So here is the question and the work to solve it, but I have no idea how one knows to do the first step or what the first step is...
$$ \begin{align} (6-i\sqrt{12})^{12} &= \left[\sqrt{48}\left(\cos\left(\frac{\pi}{6}\right) - i\sin\left(\frac{\pi}{6}\right)\right)\right]^{12}\\ &= (\sqrt{48})^{12} \left[\cos\left(\frac{12\pi}{6}\right) - i\sin\left(\frac{12\pi}{6}\right)\right]\\ &=48^6 \end{align} $$
On
It’s not clear to me what you want for an explanation, but let me try. By direct computation, you can show this, if $r,r'$ are positive reals and $\theta, \theta'$ are angles (or real numbers representing radian measure, if you like): $$ [r(\cos\theta+i\sin\theta)]\cdot[r'(\cos\theta'+i\sin\theta')]=rr'\bigr(\cos(\theta+\theta')+i\sin(\theta+\theta')\bigr)\,, $$ using the addition formulas for cosine and sine, namely $\cos(A+B)=\cos A\cos B-\sin A\sin B$ and $\sin(A+B)=\sin A\cos B+\cos A\sin B$. Geometrically, this means that when you multiply two complex numbers of distance $r$ and $r'$ respectively, the new distance is $rr'$, while if their angles (from the positive real axis) are $\theta$ and $\theta'$ respectively, the product is found in the direction $\theta+\theta'$. Distances multiply, angles add.
All follows from this.
On
Some of the other posts have given general theory let be just point out how to analyse the question.
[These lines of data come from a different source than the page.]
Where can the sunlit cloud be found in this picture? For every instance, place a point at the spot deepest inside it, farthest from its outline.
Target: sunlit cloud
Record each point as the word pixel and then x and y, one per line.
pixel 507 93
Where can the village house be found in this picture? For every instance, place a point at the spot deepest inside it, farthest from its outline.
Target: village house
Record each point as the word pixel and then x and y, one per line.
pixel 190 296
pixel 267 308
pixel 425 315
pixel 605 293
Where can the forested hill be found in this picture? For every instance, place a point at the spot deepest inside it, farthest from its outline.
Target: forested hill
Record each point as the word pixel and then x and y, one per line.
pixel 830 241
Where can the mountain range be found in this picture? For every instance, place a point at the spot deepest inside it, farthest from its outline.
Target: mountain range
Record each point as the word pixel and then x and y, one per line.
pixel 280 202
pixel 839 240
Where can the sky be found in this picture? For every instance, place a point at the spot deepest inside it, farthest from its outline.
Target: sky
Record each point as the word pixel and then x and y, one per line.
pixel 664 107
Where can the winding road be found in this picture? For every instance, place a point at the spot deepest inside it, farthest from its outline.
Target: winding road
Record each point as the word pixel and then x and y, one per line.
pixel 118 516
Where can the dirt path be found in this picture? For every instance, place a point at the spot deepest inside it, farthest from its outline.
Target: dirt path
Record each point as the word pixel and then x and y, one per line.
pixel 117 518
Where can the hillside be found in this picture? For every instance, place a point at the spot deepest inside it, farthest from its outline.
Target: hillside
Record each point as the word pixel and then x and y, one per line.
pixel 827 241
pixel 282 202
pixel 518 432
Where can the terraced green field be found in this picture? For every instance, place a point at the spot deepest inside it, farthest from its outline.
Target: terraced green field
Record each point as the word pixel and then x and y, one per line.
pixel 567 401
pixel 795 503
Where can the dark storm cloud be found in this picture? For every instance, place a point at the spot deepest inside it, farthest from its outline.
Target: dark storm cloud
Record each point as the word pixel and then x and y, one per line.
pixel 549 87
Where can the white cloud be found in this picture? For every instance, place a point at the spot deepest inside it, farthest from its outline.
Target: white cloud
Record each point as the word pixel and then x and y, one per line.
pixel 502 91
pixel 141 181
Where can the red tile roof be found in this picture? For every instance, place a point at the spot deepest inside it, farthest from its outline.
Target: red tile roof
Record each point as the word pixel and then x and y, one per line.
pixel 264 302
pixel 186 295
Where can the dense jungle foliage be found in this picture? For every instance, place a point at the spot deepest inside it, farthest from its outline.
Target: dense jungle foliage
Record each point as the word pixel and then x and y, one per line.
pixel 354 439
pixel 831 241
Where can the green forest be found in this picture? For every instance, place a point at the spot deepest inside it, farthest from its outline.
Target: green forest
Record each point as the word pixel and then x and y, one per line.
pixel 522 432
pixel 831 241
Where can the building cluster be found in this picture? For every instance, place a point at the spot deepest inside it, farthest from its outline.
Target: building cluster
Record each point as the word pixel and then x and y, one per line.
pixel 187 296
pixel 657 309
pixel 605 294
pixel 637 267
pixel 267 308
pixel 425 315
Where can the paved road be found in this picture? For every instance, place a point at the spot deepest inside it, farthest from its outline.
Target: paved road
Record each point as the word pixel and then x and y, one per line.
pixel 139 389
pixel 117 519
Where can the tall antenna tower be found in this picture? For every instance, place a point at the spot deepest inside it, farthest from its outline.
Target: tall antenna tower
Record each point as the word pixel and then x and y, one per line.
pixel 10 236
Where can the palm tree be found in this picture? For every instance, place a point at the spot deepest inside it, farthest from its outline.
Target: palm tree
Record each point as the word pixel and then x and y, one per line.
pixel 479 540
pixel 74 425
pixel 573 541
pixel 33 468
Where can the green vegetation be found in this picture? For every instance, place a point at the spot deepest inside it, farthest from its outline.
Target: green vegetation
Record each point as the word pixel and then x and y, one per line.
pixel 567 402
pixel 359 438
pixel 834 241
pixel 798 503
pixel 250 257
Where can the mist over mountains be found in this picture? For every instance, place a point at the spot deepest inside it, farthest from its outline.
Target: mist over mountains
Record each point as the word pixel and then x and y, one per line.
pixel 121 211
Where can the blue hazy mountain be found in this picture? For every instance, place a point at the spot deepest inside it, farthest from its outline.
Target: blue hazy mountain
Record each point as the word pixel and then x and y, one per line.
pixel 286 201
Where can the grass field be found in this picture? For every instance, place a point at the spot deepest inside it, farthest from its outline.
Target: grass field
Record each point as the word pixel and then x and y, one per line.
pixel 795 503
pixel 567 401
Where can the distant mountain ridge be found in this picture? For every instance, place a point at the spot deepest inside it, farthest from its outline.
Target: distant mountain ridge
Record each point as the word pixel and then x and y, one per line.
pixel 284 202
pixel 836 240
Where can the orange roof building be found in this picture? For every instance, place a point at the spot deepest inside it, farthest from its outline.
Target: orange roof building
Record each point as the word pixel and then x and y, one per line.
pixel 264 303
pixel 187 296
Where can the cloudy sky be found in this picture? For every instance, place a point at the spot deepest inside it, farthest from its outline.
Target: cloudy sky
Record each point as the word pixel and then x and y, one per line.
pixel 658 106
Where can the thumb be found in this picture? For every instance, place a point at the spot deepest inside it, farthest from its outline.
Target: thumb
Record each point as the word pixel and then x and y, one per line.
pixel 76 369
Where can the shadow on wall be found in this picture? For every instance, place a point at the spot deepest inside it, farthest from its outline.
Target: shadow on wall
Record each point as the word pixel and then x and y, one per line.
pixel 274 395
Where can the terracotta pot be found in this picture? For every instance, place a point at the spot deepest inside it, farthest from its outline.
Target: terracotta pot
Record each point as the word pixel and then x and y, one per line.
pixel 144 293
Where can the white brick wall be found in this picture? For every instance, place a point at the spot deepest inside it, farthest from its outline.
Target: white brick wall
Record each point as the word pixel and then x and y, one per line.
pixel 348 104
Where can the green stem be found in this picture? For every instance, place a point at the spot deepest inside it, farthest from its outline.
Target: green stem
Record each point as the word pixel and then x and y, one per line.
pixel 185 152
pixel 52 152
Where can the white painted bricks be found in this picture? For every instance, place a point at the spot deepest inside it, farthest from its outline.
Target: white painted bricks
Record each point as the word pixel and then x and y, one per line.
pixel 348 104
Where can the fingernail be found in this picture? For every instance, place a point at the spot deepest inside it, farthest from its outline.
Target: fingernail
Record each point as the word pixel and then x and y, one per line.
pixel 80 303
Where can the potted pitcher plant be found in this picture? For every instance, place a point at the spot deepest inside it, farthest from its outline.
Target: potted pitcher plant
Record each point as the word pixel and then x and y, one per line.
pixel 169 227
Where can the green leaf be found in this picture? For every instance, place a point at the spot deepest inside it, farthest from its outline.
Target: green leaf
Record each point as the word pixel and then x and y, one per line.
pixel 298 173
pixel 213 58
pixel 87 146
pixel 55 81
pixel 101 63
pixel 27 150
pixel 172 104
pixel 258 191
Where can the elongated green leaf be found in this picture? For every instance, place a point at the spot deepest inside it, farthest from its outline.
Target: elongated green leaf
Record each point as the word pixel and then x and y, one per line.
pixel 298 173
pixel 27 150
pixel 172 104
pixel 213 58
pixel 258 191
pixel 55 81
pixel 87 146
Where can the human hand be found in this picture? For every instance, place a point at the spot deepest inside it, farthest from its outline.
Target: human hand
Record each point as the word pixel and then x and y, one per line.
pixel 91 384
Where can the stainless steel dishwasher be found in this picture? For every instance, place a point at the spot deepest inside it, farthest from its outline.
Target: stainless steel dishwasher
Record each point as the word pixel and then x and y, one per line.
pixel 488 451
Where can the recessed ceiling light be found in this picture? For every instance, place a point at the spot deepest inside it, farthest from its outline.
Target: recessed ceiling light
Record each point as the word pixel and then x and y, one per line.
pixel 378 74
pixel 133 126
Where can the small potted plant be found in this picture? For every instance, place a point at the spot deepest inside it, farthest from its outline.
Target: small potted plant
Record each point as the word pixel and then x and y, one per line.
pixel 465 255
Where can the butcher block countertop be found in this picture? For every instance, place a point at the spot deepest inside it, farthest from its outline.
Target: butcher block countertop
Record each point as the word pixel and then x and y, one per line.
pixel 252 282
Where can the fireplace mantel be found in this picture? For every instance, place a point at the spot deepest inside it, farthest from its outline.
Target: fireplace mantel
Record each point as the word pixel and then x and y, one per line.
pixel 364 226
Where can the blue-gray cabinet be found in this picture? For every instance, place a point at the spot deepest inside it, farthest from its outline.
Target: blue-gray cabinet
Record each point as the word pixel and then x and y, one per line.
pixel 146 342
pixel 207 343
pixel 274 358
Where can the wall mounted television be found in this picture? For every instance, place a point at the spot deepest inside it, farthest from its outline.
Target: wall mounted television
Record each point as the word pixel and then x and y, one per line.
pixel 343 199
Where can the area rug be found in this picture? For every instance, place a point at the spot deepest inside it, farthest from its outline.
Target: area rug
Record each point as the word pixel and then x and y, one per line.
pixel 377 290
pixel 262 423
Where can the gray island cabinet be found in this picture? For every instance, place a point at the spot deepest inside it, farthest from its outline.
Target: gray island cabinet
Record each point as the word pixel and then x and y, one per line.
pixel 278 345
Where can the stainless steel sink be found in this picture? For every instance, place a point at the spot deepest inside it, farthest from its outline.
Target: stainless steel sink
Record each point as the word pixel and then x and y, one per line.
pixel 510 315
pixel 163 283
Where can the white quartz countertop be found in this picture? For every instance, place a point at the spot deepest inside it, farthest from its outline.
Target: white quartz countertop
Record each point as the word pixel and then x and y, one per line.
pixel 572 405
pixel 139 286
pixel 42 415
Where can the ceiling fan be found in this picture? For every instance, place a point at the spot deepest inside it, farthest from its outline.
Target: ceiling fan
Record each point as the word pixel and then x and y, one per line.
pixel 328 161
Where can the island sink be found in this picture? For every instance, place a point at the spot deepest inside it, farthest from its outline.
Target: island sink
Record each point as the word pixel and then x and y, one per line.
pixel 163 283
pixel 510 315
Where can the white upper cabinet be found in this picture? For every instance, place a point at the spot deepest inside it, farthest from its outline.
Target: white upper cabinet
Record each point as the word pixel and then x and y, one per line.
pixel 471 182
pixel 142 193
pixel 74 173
We have $6-i\sqrt{12}$ we want to write it as $\sin$ and $\cos$ so we can use DeMovire. We need first to find its length,
$$\sqrt{6^2+\sqrt{12}^2} =\sqrt{48}=4\sqrt{3}$$
the normalized number is $$\frac{6-i\sqrt{12}}{4\sqrt{3}}=\frac{\sqrt{3}}{2}-\frac{1}{2}i$$
Thus we need $\theta$ such that
$$\cos \theta =\frac{\sqrt{3}}{2}$$ and $$\sin \theta =-\frac{1}{2}$$ from our knowledge of trig and the unit circle we see that $\theta=\frac{\pi}{6}$. The rest you know...
Step 1 Write your number in polar coordinates, i.e. $z=r(\cos t+i\sin t)$.
Step 2 Use De Moivre's theorem, that $(\cos t+i\sin t)^n=\cos nt+i\sin nt$.